Dès lors, le bureau de pays de l’OMS en Türkiye travaille avec le ministère de la Santé et d’autres intervenants pour mettre en place de nouvelles maternités et de nouveaux conteneurs destinés à accueillir les femmes qui viennent de donner naissance. Cette initiative vise à instaurer un environnement sûr et confortable pour que les femmes puissent récupérer et s’occuper de leurs nourrissons.
« Actuellement, nous nous concentrons sur les efforts déployés par le ministère pour reconstruire et renforcer les services de soins de santé primaires dans les zones touchées par le tremblement de terre », explique le docteur Şener. « Il s’agit notamment de renforcer les infrastructures avec des unités préfabriquées, en veillant à ce que les matériaux et équipements manquants soient fournis. »
« La deuxième étape », ajoute-t-il, « est d’assurer une formation pour le personnel qualifié qui travaillera dans ces unités. Pour ce faire, nous élaborons des stratégies différentes pour les populations locales et immigrées, en nous attachant à surmonter les barrières linguistiques et culturelles et à rétablir des systèmes qui soient familiers aux populations locales. Notre objectif ? Garantir que les soins de santé sont accessibles à tous. »

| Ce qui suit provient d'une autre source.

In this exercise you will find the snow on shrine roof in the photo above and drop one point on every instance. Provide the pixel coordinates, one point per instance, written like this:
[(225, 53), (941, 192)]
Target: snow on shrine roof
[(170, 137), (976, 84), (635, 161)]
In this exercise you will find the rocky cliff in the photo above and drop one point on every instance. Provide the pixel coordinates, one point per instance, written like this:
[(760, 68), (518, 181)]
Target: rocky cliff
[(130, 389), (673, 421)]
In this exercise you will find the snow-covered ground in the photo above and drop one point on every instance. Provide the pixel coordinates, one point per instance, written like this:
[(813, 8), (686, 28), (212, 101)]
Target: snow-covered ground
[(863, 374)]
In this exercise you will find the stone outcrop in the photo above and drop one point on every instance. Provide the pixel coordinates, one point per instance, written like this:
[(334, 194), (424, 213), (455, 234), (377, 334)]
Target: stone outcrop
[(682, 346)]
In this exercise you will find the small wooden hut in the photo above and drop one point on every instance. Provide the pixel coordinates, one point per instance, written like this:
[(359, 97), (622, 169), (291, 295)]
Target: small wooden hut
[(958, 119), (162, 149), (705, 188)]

L’année dernière, le bureau de pays de l’OMS a organisé une formation aux soins maternels et à l’obstétrique en situation d’urgence, à l’intention du personnel du ministère de la Santé dans les grandes villes qui comptent un nombre important d’immigrés. De nombreux gynécologues et autres professionnels de santé ayant participé ont travaillé ou travaillent encore dans les zones touchées par les tremblements de terre, contribuant ainsi à assurer une meilleure sécurité pour les femmes lors de l’accouchement.
Des conseils adaptés aux besoins
Tant au niveau régional que national, l’OMS travaille avec les femmes dans les zones touchées par les tremblements de terre, pour s’assurer qu’elles reçoivent des informations et des conseils sur l’allaitement. Des interventions et du matériel ciblés pour la communication sur les risques sont conçus avec la participation directe de ces femmes afin de tenir compte de leur façon de voir les choses, de leurs besoins et de leurs inquiétudes en utilisant un langage approprié.

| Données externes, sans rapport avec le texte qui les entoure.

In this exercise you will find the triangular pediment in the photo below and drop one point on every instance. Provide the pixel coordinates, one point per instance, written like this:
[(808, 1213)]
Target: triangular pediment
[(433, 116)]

Jusqu’à présent, les messages sur l’allaitement ont été testés, via des canaux numériques, auprès de 150 femmes ayant des enfants de moins de 2 ans dans les 10 provinces les plus touchées. Ce sondage est une étape nécessaire pour s’assurer que les messages et les supports trouvent un écho auprès du public cible. Des interventions locales visant à soutenir les femmes allaitantes sont également prévues pour insister durablement sur les conseils de santé publique prodigués.